Le opere che
Nicola Oliveri (Spotorno, 1978) espone alla sua prima personale alla galleria Violabox sono racconti scritti col pennello, senza bisogno di parole. Sono storie raccontate da volti che guardano lo spettatore, invocandone la comprensione, chiedendone l’aiuto. I protagonisti di queste tristi storie forse sono uomini immersi nella sofferenza della vita. O forse sono spiriti, intrappolati fra la nostra e un’altra dimensione, in attesa di essere liberati. In ogni caso, sono esseri che chiedono attenzione, desiderosi di comunicare e di essere salvati.
Ed è qui che entra in gioco lo spettatore, parte integrante dell’opera quanto il soggetto che lo chiama in causa. Il suo compito è quello di dar voce a qualcosa d’immobile: di raccontarsi la storia che lo stesso dipinto gli ispira e di trovare un finale. Un finale che può essere tragico, come quello che suggeriscono a un primo sguardo gli occhi dei suoi protagonisti, ma che può anche risolversi in un lieto fine. La speranza c’è ma si deve cercare in un mondo di mezzo, quello dell’ombra riflessa dai vetri. E questo si può raggiungere solo con l’immaginazione.
Ecco allora che il tocco di Oliveri cambia di segno e si trasforma in suggestione leggera.
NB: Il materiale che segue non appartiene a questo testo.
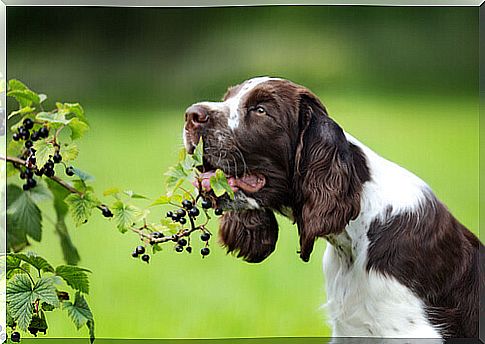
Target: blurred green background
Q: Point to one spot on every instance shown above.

I suoi personaggi tragici diventano strane figure che popolano un mondo inventato. Il ritmo con cui nei ritratti affrontava il dramma dell’esistenza rimane incalzante, “senza riposo”, ma nei disegni avanza scandito dal tempo della fantasia, offrendo la possibilità di un punto di vista, se non rasserenante, almeno ottimistico. Il nero lascia il posto al colore. Il realismo dei volti diventa gioco d’immaginazione. Il sapiente studio chiaroscurale viene sostituito da pochi tratti, espressivi e immediati, che tradiscono un debito dalla tecnica surrealista della “scrittura automatica”.
Come scrive Annalisa Valiakas nel testo critico, sembra che i toni della tragedia si stemperino in quelli della commedia, per quanto grottesca. Del resto, in ognuna di esse c’è più d’un pizzico dell’altra. La realtà è qualcosa di inafferrabile, in continuo divenire, cosi nel mondo di Oliveri: nel passaggio dalla tragedia alla commedia, in quello dal nero al bianco. Distanze che possono essere percorse sia in andata che in ritorno. Ma se la verità sta nel mezzo, alla sensibilità dell’artista non interessa, non gli importa rappresentarla. Volti sconvolti possono diventare strambi personaggi con la stessa facilità con cui segni pittorici stesi con abile tecnica possono trasformarsi in un semplice disegno nero su sfondo bianco.